For instance, the Norwegian Institute of Public Health has investigated an Omicron outbreak that occurred during a Christmas party in Oslo on 26 November. Of the 111 participants its officials interviewed, 80 (73%) were subsequently diagnosed with SARS-CoV-2, and 17 had been confirmed as infected with the Omicron variant, as of 8 December – although genomic analysis of samples was ongoing, and it was assumed that Omicron would be implicated in most cases.
Here, 70% of infected individuals reported cough, lethargy, headache, and sore throat, and more than half reported fever. Most of the participants were aged between 30 and 50 years and had received their second vaccine dose between May and November 2021, so it is unclear how older, or unvaccinated individuals would fare. None of these individuals had been hospitalised, as of 9 December.
The US Centers for Disease Control and Prevention has also reported on the characteristics of 43 Omicron cases that it has investigated so far, finding that the most commonly reported symptoms were cough, fatigue, and a blocked or runny nose. Fifty-eight percent of these cases were in individuals aged 18 to 39 years, and 79% were in people who had received two doses of a COVID-19 vaccine. One vaccinated patient was hospitalised for two days, and no deaths had yet been reported – although the time between symptom onset and death for COVID-19 ranges from two to eight weeks.

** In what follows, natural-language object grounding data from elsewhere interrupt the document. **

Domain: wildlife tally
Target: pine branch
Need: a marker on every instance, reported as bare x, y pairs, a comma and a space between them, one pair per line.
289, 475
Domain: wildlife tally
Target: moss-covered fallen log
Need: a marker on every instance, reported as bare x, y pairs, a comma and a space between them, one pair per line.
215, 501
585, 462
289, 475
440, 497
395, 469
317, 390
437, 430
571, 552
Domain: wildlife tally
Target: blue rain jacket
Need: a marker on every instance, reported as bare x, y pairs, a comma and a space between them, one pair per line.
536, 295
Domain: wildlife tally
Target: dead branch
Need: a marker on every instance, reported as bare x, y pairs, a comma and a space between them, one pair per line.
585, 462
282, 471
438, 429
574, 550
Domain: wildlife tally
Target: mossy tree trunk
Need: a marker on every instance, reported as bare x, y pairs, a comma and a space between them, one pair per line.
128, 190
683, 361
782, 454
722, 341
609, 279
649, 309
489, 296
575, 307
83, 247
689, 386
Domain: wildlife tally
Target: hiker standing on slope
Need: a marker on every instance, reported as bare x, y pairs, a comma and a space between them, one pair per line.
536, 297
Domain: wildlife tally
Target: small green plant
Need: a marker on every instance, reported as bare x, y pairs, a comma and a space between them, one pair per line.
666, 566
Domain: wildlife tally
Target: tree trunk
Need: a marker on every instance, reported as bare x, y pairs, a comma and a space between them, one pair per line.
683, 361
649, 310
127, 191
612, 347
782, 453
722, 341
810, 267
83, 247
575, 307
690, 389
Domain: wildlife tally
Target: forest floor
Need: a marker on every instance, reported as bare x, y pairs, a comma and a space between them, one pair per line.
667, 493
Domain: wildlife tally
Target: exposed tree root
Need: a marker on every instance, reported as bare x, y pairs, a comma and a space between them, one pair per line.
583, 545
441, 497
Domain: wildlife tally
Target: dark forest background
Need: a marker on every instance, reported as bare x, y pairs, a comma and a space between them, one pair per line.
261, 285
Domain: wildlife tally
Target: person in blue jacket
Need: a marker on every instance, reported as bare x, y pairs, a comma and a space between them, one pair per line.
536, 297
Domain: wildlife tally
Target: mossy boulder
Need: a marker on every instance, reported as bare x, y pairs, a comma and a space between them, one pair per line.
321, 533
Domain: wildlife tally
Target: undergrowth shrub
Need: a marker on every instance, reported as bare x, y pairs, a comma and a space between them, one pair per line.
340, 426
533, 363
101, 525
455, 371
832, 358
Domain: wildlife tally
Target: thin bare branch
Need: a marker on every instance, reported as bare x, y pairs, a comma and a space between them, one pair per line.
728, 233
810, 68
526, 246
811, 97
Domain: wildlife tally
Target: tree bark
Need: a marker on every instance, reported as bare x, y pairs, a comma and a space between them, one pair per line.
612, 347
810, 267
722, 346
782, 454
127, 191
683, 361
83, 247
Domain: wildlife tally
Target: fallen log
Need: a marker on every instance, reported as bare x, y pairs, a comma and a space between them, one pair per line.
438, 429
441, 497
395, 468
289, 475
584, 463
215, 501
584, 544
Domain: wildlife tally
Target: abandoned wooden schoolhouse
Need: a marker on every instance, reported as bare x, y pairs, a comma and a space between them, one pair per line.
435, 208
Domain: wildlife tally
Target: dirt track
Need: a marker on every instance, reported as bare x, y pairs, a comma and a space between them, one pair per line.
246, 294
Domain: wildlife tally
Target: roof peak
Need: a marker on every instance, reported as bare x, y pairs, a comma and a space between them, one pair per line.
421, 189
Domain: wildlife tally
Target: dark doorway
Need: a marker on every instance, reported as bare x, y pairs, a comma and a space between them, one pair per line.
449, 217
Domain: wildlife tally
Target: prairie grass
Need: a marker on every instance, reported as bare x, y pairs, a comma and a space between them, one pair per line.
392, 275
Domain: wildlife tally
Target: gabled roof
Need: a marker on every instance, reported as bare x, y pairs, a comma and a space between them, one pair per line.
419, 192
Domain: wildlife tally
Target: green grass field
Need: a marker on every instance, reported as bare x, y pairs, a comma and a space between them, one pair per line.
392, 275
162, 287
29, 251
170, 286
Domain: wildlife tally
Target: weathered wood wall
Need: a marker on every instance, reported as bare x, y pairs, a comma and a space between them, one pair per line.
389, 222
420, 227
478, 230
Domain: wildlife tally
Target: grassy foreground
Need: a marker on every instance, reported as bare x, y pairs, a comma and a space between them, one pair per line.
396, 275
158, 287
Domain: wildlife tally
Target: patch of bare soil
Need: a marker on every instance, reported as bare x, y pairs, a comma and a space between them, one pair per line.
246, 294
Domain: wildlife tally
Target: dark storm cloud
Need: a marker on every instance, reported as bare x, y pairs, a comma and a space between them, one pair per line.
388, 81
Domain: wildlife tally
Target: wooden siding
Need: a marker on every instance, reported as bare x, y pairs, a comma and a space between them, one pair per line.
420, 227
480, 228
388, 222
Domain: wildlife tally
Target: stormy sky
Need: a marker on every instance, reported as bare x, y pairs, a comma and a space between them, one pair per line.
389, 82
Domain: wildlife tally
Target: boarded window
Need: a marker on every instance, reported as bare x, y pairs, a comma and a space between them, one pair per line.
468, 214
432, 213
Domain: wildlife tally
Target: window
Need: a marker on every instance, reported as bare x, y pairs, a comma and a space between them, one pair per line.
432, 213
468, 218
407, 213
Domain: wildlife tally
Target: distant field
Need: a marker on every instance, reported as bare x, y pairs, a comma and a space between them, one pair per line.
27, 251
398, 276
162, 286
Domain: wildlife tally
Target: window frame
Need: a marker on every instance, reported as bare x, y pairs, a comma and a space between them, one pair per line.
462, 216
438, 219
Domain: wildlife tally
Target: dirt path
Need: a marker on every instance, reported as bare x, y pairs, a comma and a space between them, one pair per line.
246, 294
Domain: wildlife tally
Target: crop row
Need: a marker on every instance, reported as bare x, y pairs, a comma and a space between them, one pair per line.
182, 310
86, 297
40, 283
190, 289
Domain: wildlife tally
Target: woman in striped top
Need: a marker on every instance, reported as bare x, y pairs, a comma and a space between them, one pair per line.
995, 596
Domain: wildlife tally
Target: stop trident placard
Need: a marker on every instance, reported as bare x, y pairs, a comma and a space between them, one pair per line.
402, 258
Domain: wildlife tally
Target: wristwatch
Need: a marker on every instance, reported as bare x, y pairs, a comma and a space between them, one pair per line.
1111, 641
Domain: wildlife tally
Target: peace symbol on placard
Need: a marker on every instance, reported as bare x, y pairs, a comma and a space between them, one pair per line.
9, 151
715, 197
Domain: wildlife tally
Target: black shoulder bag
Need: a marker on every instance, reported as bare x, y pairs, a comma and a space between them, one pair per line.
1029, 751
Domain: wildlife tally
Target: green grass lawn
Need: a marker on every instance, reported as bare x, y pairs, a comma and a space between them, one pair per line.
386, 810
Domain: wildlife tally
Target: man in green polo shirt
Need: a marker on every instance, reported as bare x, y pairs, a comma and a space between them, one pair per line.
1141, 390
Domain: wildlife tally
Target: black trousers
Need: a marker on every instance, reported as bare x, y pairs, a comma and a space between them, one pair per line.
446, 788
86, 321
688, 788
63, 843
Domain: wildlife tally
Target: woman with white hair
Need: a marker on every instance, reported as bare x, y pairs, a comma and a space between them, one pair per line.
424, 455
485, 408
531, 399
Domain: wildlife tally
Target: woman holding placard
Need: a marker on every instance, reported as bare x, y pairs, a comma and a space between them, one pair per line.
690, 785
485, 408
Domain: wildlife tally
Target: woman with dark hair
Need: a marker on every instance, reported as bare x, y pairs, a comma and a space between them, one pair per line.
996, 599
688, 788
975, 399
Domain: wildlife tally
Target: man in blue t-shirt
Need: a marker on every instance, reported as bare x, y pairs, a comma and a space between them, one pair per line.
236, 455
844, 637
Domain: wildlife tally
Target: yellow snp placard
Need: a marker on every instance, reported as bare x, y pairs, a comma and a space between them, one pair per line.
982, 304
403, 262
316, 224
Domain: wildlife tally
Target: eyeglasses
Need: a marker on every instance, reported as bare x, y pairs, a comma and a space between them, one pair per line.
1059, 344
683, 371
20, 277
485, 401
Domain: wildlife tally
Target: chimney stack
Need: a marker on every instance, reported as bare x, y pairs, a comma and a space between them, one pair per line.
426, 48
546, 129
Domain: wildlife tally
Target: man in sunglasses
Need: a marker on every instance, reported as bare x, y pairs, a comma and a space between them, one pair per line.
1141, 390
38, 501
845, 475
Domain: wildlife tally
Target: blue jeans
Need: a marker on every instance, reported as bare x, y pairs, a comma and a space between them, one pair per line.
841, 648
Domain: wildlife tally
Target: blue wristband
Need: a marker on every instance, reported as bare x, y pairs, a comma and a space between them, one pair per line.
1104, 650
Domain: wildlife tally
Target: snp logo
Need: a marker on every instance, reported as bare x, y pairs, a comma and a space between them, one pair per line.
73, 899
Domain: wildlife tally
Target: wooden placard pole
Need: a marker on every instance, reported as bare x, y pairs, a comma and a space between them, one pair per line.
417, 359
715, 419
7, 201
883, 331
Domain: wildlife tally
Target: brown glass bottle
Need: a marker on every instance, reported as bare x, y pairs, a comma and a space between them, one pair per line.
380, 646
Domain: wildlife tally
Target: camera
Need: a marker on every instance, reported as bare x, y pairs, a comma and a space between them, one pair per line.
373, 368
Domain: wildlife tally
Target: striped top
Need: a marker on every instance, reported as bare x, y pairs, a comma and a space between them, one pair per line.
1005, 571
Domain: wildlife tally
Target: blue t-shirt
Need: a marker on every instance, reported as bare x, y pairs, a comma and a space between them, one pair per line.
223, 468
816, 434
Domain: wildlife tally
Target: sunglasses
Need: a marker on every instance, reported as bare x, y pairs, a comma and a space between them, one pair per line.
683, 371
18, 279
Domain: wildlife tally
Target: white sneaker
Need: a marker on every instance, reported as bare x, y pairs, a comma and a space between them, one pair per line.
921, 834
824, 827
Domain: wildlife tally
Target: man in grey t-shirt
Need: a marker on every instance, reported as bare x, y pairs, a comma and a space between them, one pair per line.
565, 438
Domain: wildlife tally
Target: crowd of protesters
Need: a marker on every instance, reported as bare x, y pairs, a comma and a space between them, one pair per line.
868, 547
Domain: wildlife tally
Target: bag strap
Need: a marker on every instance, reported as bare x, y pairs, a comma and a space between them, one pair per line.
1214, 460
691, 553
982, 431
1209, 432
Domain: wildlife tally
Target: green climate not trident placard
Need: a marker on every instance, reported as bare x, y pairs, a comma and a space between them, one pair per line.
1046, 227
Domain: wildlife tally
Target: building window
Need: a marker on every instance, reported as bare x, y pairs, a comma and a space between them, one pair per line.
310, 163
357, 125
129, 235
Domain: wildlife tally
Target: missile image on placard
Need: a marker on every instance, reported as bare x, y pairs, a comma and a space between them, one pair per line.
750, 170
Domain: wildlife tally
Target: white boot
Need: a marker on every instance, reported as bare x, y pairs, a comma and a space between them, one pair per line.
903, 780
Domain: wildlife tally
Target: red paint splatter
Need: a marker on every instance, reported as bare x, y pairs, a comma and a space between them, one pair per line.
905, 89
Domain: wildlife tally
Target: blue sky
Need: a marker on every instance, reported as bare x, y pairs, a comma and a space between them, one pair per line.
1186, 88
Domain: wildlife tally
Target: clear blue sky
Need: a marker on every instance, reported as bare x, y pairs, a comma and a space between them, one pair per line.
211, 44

How symptoms will play out for unvaccinated individuals is still unclear. Data from the ZOE COVID Symptom Study has previously suggested that COVID-19 symptoms tended to be similar between vaccinated and unvaccinated individuals, although those who had been vaccinated usually reported fewer symptoms over a shorter period of time, suggesting that they were experiencing milder illness and recovering more quickly. However, this was before the emergence of Omicron.
Meanwhile, in South Africa, hospital admissions for COVID-19 have steadily increased across all states since late November, with early reports suggesting that unvaccinated individuals accounted for the majority of such admissions. Whether Omicron is really associated with milder symptoms remains to be seen. But given the sharp rise in cases around the globe, we should soon find out: hospitalisations tend to track several weeks behind infections, and COVID-related deaths several weeks behind that.
Until we know more, experts advise caution. Omicron appears to be highly transmissible, so masks, physical distancing, good hand hygiene and ventilation are more important than ever. But ensuring as many people as possible have access to COVID-19 vaccines remains our best shot at preventing the spread of Omicron, as well as any other SARS-CoV-2 variants that may follow it.